Le rêve mexicain ou la pensée interrompue – J. M. G. Le Clézio

Voici peut-être l’un des moments les plus émouvants de l’Histoire véridique de Bernal Diaz del Castillo : la marche des soldats espagnols, cavaliers en tête, tout au long de la chaussée qui traverse le lac vers la grande ville de Mexico-Tenochtitlan. Dans la mémoire de Bernal Diaz, l’image est pure et éblouissante comme un songe – car tous, à cet instant, ont le sentiment de vivre un rêve, pareil aux “enchantements” du livre d’Amadis : “et même, certains de nos soldats disaient que, assurément, ce qu’ils voyaient paraissait appartenir aux songes, et il ne faut pas être étonné si je l’écris ici de cette manière, car il y a tant et tant à dire de cela que je ne sais comment le conter : voir toutes choses jamais ouïes, ni vues auparavant, ni jamais rêvées, comme celles que nous apercevions alors”. Tout autour d’eux, sur le lac couleur de ciel, s’étendent à perte de vue les villes blanches, les palais de pierre, les jardins flottants, les cours remplies d’arbres, dominés par les hautes silhouettes des pyramides. Les Conquérants espagnols avancent lentement sur la longue chaussée qui traverse le lac, de la ville d’Ixtapalapa jusqu’à Tenochtitlan, dans le crépuscule qui doit estomper les formes des volcans et faire apparaître, comme au travers d’une brume, les ombres magiques et lointaines des hauts temples de Tlatelolco, et les palais de Moctezuma. Et tandis qu’ils avancent, silencieux et les yeux pleins de ces merveilles, ils sont accueillis par les grands princes de l’Anahuac, et par la foule des guerriers et du peuple mexicain. Alors sans doute ressentent-ils le frisson de la grandeur, à vivre ce moment d’histoire et de légende. Eux, les messagers de la destruction, porteurs de mort, dont la destinée dépend tout entière de cette rencontre avec la puissance de Mexico-Tenochtitlan.

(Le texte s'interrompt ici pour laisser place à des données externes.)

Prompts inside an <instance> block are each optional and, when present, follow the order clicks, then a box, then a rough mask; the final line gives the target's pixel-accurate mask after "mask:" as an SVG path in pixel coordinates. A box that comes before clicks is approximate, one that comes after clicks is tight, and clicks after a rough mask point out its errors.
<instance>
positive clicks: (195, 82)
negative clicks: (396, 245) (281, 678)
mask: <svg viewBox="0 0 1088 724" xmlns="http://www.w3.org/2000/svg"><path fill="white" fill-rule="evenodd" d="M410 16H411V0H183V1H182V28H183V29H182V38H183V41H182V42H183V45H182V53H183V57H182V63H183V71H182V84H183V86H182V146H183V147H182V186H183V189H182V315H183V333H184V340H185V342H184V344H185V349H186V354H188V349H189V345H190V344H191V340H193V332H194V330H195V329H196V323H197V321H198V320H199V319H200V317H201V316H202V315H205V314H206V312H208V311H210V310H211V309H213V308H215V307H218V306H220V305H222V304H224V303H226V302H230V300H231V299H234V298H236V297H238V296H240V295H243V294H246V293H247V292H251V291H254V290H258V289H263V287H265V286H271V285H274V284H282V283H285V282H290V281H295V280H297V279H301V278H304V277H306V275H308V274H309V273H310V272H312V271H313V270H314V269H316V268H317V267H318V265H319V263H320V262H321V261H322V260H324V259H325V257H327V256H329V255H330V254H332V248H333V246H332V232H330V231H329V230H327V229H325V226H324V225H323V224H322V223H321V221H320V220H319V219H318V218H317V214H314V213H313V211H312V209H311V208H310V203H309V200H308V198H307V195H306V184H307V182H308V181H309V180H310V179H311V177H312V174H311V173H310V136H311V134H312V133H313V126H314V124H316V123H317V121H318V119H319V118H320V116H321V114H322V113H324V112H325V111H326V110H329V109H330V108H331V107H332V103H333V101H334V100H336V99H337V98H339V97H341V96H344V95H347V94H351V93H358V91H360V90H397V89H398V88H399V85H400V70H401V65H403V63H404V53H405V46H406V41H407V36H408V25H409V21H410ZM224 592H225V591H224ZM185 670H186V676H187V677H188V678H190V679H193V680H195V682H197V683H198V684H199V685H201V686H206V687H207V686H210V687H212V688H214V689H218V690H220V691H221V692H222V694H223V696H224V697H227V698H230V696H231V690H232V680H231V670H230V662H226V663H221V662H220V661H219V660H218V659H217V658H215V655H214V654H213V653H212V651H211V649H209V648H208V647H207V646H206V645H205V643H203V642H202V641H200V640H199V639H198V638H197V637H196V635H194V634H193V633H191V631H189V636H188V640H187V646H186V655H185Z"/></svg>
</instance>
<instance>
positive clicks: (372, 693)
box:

Alors, en l’écrivant, Bernal Diaz ne peut s’empêcher de dire son admiration, son émerveillement mêlé de tristesse : “Je le dis encore, tandis que je voyais tout cela, je pensais qu’il ne pouvait pas y avoir dans le monde d’autres terres découvertes semblables à celle-ci, car en ce temps-là il n’y avait pas de Pérou, et on ne savait même pas qu’il existait. Maintenant, tout cela est ruiné, perdu, il ne reste rien debout”.

Su la chaussée immense qui traverse le lac, vient enfin à la rencontre de Cortès le grand roi Moctezuma en personne, tel un dieu de légende : porté sous un dais de plumes et d’or, vêtu de ses habits où sont serties les pierres précieuses, chaussé de ses cothurnes à semelle d’or. Nul ne peut le regarder en face, et quand il marche, l’on étend sur le sol, devant lui, ses étoffes. C’est ce roi, ce dieu vivant, qui s’avance maintenant vers Hernan Cortès, qui l’accueille aux portes de Mexico-Tenochtitlan. Il y a maintenant plus d’un an qu’ils se cherchent par les paroles, et que l’angoisse de Moctezuma grandit chaque jour. Cet instant est fabuleux, tragique. C’est l’instant suprême de la rencontre entre les deux mondes, entre les deux civilisations, d’un côté la puissance divine, de l’autre la puissance de l’or et des armes. Il y a quelque chose de vertigineux dans cette rencontre, car c’est d’elle, sans doute, que dépend l’avenir du monde occidental. En admettant les étrangers dans son univers, en cherchant à pactiser avec eux, Moctezuma, sans le savoir, scelle la défaite de son monde, car l’homme blanc ne partage jamais. Cortès va exclure le monde indien, et, l’ayant réduit à l’esclavage, il permettra la conquête de tout le continent américain, du Canada à la Terre de Feu. Sans l’or, sans la matière première, sans le travail des esclaves surtout, quel eût été le sort de l’Europe et de sa “révolution industrielle”?